LinkedIn is the modern professional’s digital Rolodex. Since its launch in 2003, the platform has afforded its users professional network continuity in an era of fluid career movement. In fact, it’s LinkedIn that has helped facilitate greater career mobility from company to company, and even industry to industry. This unmatched utility has led to dedicated usage. For B2B marketers, whose objective is connecting with decision-makers for business purchases, the platform has become a primary promotional and lead-generation tool.
In H1 2020, LinkedIn averaged 8.7 million monthly visitors—or 27.1% of internet users—in Canada across all platforms, including the mobile app, according to Comscore MMX Multi-Platform. Usage peaked in January, typically a strong month for the social network. Since February of this year, however, usage has declined month to month, sinking to 8.3 million visitors in June.

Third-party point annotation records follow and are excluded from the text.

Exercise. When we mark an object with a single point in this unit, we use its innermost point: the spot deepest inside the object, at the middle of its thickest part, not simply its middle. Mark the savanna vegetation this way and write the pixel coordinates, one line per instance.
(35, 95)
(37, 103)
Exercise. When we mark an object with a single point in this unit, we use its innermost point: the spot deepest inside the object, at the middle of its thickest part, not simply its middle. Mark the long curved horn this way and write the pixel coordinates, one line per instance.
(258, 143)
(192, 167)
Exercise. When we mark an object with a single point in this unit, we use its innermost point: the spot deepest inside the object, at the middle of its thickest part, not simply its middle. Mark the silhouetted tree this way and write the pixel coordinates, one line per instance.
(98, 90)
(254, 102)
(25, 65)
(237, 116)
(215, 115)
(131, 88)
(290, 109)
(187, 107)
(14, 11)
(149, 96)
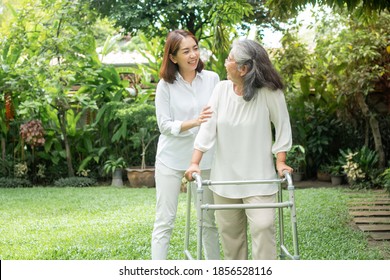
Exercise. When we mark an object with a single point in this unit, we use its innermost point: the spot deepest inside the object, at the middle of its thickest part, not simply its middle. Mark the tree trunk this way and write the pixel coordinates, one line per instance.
(376, 133)
(62, 119)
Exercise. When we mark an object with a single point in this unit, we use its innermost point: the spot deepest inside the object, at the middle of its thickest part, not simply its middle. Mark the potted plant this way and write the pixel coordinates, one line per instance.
(141, 121)
(296, 158)
(336, 174)
(337, 171)
(115, 167)
(323, 172)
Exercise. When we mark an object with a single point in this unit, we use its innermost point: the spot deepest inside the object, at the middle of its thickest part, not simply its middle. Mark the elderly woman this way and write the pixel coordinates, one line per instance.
(244, 109)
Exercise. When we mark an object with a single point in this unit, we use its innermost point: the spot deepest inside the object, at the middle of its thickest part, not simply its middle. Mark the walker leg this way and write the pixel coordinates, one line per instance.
(187, 254)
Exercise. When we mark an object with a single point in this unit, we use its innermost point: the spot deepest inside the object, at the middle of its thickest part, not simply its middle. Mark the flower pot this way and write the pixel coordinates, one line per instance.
(297, 176)
(139, 178)
(336, 179)
(117, 179)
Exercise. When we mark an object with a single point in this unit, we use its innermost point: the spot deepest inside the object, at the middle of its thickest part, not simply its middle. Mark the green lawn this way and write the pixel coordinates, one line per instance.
(109, 223)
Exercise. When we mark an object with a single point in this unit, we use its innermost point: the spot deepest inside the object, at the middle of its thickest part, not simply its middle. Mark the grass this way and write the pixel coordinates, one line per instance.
(109, 223)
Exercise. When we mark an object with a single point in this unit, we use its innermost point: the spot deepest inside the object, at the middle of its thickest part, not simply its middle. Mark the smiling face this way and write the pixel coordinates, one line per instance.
(187, 56)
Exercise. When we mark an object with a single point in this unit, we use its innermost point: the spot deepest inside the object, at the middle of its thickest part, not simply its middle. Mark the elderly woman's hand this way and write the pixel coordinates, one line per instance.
(282, 166)
(194, 168)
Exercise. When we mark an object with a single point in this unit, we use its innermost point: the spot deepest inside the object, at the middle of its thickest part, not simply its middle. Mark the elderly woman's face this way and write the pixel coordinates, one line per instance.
(232, 71)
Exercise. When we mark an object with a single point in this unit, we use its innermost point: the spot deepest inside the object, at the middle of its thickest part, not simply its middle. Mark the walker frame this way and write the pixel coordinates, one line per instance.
(280, 205)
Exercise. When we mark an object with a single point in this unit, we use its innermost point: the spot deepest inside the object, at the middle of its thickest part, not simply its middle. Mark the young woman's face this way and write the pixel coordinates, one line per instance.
(187, 57)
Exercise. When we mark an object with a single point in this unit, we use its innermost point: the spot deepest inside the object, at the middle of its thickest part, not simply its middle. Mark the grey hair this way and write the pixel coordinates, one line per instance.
(261, 72)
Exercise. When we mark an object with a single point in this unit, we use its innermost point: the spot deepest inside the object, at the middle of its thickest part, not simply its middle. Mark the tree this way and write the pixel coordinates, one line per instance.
(57, 51)
(214, 23)
(350, 61)
(283, 9)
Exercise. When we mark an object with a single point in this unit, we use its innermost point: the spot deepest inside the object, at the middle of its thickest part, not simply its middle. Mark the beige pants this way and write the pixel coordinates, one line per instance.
(232, 225)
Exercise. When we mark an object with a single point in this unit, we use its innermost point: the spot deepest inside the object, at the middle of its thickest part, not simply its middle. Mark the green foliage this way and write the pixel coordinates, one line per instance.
(14, 183)
(361, 167)
(140, 120)
(78, 182)
(385, 179)
(112, 164)
(336, 165)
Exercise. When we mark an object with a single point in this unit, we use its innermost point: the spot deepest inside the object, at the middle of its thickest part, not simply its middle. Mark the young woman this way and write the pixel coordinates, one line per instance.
(181, 98)
(244, 109)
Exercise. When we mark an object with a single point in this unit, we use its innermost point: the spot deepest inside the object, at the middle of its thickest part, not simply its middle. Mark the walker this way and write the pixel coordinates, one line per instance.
(290, 204)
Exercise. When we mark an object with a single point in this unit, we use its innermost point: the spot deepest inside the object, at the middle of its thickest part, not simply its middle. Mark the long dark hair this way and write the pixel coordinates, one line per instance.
(261, 72)
(172, 44)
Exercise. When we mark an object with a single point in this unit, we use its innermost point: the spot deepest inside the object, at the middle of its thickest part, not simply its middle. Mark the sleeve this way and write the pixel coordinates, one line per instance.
(280, 118)
(206, 137)
(166, 125)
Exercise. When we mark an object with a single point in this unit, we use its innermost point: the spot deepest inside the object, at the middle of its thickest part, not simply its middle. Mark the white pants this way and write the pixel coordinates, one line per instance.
(233, 224)
(168, 183)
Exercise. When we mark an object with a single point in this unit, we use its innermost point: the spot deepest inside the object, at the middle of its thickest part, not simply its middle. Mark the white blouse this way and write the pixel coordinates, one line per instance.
(242, 132)
(176, 103)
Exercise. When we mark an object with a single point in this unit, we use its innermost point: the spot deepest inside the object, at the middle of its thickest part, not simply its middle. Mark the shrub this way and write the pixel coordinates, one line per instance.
(361, 167)
(14, 183)
(385, 179)
(75, 182)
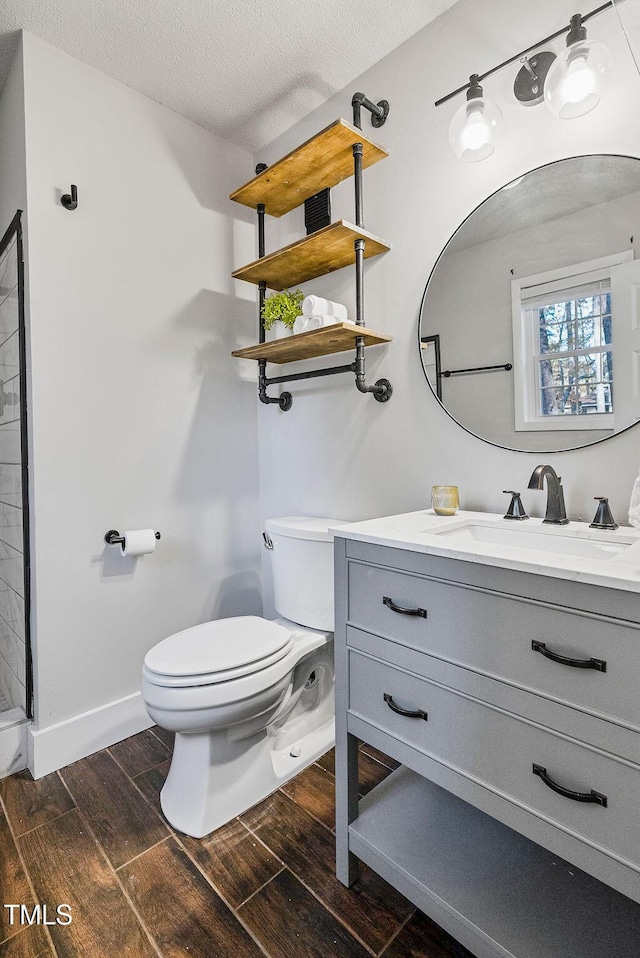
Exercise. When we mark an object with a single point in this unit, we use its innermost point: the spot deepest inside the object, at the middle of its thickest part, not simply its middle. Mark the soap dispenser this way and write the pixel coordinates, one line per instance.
(603, 518)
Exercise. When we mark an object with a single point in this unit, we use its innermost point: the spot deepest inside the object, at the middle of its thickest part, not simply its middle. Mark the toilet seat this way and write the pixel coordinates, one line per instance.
(216, 652)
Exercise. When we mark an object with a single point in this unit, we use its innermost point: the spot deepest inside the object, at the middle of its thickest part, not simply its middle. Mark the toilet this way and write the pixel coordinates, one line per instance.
(250, 699)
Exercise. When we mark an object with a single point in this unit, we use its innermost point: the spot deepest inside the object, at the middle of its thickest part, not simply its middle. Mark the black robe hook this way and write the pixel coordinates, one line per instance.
(70, 200)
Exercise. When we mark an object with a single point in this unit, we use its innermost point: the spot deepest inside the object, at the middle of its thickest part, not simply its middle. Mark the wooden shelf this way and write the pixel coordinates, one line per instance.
(322, 252)
(324, 160)
(317, 342)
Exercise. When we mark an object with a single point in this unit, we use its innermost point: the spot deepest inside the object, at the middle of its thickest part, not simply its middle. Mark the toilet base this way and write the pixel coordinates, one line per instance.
(203, 793)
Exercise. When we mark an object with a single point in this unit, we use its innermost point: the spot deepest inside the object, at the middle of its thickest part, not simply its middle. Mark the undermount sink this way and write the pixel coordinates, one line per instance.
(560, 540)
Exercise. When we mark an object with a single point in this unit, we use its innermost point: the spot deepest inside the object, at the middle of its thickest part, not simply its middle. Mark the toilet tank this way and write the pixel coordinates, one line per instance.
(302, 564)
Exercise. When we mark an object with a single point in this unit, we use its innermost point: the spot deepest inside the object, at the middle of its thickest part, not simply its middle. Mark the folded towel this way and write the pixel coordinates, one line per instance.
(634, 505)
(305, 324)
(317, 306)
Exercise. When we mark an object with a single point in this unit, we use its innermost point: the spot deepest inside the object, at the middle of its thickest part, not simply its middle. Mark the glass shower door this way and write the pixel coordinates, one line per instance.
(15, 664)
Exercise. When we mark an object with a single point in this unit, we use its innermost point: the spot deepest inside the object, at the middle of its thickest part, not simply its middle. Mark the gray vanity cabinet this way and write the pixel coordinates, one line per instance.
(514, 819)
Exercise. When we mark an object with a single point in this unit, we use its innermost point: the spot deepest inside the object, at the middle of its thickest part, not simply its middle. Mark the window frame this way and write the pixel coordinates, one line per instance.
(525, 352)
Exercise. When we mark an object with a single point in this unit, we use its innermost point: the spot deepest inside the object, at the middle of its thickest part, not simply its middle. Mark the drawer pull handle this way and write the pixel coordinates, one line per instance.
(596, 797)
(390, 604)
(417, 713)
(598, 664)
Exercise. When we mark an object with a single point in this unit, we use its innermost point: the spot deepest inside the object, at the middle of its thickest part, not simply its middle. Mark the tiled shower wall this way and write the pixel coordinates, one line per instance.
(12, 616)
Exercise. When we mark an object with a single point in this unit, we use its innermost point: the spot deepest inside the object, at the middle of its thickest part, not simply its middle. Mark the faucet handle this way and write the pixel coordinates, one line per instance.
(516, 509)
(603, 518)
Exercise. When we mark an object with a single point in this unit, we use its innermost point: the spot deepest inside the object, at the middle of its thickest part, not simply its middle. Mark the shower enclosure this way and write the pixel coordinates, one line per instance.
(15, 652)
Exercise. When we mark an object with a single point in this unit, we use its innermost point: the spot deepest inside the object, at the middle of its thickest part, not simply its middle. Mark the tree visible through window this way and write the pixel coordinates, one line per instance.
(574, 365)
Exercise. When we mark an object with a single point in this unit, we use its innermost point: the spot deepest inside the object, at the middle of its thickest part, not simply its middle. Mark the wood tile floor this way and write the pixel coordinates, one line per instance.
(92, 836)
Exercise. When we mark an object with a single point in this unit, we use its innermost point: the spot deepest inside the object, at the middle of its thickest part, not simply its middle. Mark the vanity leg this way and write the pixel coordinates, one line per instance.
(347, 865)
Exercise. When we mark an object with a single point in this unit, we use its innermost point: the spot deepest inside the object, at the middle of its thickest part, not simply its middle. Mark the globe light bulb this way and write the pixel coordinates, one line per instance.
(473, 124)
(476, 132)
(579, 80)
(576, 80)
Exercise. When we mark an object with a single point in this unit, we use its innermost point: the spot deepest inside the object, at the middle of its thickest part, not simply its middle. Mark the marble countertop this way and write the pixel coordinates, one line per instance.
(615, 561)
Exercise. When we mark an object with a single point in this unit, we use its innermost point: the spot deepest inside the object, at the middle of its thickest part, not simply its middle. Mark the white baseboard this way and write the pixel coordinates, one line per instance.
(59, 745)
(13, 742)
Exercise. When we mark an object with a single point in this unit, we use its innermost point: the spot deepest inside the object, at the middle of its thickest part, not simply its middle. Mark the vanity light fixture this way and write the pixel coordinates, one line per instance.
(570, 84)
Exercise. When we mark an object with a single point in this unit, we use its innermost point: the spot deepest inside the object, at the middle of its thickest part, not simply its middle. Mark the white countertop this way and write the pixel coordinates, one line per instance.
(618, 567)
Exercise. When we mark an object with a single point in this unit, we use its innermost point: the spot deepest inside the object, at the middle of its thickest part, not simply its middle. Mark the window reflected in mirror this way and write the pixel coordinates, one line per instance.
(529, 322)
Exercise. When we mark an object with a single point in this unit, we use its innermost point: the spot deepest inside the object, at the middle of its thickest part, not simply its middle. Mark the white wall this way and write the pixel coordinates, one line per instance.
(139, 416)
(13, 183)
(341, 454)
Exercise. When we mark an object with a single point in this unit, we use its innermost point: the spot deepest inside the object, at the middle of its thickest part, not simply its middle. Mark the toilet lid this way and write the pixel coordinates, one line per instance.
(218, 651)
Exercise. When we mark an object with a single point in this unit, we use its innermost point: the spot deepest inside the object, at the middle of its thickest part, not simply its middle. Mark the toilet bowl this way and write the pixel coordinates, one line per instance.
(250, 699)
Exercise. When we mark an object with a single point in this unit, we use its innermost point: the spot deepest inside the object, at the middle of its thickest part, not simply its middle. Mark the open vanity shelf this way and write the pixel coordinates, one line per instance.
(336, 153)
(438, 851)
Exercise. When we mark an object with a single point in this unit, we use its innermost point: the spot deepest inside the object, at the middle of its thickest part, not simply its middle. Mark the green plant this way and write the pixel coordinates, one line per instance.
(284, 307)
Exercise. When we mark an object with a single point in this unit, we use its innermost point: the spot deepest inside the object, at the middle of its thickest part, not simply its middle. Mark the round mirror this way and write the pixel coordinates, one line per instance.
(529, 329)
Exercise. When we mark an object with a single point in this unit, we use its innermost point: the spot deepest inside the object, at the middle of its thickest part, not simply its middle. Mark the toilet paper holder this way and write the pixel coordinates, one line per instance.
(113, 537)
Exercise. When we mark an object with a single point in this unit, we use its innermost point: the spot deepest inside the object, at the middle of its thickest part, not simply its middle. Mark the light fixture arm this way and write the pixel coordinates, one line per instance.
(576, 24)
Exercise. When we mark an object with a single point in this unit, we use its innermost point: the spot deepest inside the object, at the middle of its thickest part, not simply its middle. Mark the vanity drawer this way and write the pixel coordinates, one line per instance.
(498, 750)
(494, 633)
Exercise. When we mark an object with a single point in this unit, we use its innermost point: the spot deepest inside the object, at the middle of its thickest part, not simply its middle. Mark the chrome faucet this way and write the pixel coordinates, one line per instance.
(556, 512)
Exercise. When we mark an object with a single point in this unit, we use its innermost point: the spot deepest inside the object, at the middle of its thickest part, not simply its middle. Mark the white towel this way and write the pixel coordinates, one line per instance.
(634, 505)
(317, 306)
(305, 324)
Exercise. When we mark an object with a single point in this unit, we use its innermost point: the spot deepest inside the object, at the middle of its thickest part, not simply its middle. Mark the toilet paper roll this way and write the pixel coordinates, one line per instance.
(138, 542)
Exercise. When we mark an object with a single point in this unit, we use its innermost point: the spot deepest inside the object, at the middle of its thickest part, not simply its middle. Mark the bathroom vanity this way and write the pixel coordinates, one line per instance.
(499, 663)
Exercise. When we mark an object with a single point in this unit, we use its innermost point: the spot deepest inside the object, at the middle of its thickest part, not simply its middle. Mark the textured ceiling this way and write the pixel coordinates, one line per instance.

The pandemic contributed to this decline in two notable ways. Employment levels and hiring both cratered in March and April due to government lockdown measures. People also turned to more personal social media for connecting with friends and family and for health and safety information. There was a slight uptick in mobile app usage in May, likely driven by users looking to re-enter the workforce.
According to an April 2020 poll from the Ryerson University Social Media Lab, LinkedIn trails only two other social networks, Facebook and Instagram, in the number of account holders in Canada. Of the adult internet users in Canada surveyed, 44% said they had a LinkedIn account, compared with 83% for Facebook and 51% for Instagram.
In terms of daily use, however, LinkedIn ranked last among the social networks, with only 27% of respondents reporting they visited the platform every day. That reflects the dispassionate utility of the platform, in stark contrast with the emotional conversations, often in reaction to societal trends and developments, taking place on other social media sites.
For B2B marketers, LinkedIn is the top digital channel for executing both organic and paid campaigns. In recent years, LinkedIn has released an increasing number of features that support B2B marketing efforts. Such features include letting marketers share content on a company page to create engagement and offering paid ads that help generate leads. Few would argue that LinkedIn is as feature-rich as other social media marketing platforms like Facebook and Twitter. But LinkedIn is closing the gap, and B2B marketers are starting to take note.
“LinkedIn is included in about 80% of campaigns we run for B2B companies,” said Lisa Shepherd, president of Mezzanine Growth, a Toronto-based B2B agency. “B2B companies tend to have a long selling cycle, involving several decision-makers and influencers. You can be certain that at least one of them is going to check out your company on LinkedIn.”
Some 73.0% of B2B brand marketers worldwide said LinkedIn was the social media platform that generated the most return on investment (ROI), according to an Incite Group survey published in February 2020. Respondents ranked the platform well ahead of Facebook (42.8%), Instagram (25.7%), and Twitter (20.3%).
“The ultimate way to succeed on LinkedIn is to do both organic and paid promotion,” said Steve Watt, vice president of marketing at Grapevine6, a Toronto-based ad tech firm focused on social media content. “You want to empower all of your people to engage as individuals and make themselves magnets. At the same time, you would be wise to do some good account-targeted paid work on LinkedIn, where you’re driving content toward the right people in the right organizations, in the right industries.”